For its part, the Bank of Canada (BoC) raised its key rate five times from mid-2017 to October 2018. But going forward, a more measured approach is expected.

“Both central banks now seem to be recognizing the reality of this cycle,” Shenfeld said, “which is that neither the U.S. nor the Canadian economy is showing enough momentum to make a convincing case that they can continue to do well with sharply higher interest rates.”

The BoC has held its key rate since the October hike, and at its last rate announcement on March 6 it said the economic outlook continues to warrant a policy interest rate below the 2.5% to 3.5% neutral range. When the Fed last held its key rate on March 20, it projected no hikes this year.
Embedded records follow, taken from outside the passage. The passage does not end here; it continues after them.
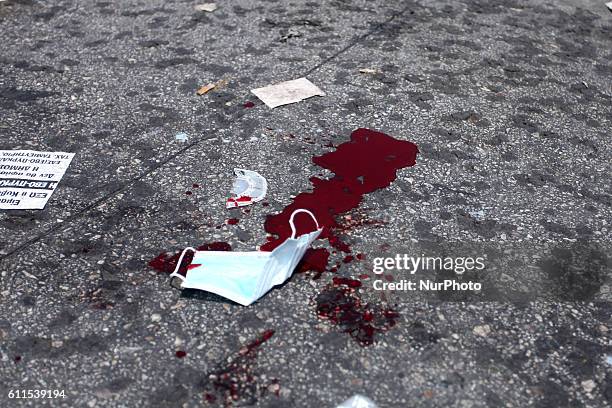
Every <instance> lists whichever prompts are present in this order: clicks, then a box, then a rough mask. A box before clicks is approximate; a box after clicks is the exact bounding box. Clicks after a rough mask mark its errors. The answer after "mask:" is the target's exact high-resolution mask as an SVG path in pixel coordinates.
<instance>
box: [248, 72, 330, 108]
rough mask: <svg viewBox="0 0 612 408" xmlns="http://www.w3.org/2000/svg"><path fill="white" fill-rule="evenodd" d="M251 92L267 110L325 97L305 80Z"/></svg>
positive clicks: (303, 79)
mask: <svg viewBox="0 0 612 408" xmlns="http://www.w3.org/2000/svg"><path fill="white" fill-rule="evenodd" d="M251 92H252V93H253V94H255V96H257V97H258V98H259V99H261V100H262V101H263V103H265V104H266V105H268V107H269V108H276V107H277V106H282V105H287V104H290V103H295V102H300V101H303V100H304V99H308V98H311V97H313V96H325V93H324V92H323V91H322V90H320V89H319V88H318V87H317V86H316V85H315V84H313V83H312V82H310V81H309V80H307V79H306V78H299V79H294V80H292V81H286V82H281V83H279V84H276V85H268V86H264V87H263V88H257V89H252V90H251Z"/></svg>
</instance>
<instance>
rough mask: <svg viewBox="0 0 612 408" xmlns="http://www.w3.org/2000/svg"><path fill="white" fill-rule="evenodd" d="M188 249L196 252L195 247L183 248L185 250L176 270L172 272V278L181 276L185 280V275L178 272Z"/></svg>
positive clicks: (181, 277) (182, 253)
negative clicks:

And 2020 could even see a Fed rate cut. With U.S. fiscal stimulus expected to fade that year, “we might well see the Fed cut interest rates a quarter point to keep the economy from dipping into more of a slowdown than they were bargaining for,” Shenfeld said.

He also noted that yield curve inversion is characteristically different from previous periods—another reason not to sound the recession alarm bell.

“The new normal for long-term interest rates is lower than it was in the ’70s and ’80s,” he said, “because markets no longer fear the risk of an escalation of inflation and no longer demand the same set of term premium to lock in money over the longer term.”

A better indicator of recession would be “a steeply negative slope for the yield curve, coupled with a softening in employment data,” he said.

Yet, 10-year yields are now just above three-month yields in Canada and the U.S., and jobs growth is solid. In Canada, jobs growth over the first quarter of 2019 was the strongest since late 2017, and the U.S. economy added 196,000 jobs in March.

Said Shenfeld: “We don’t have either of those signals yet for the U.S. or Canada.”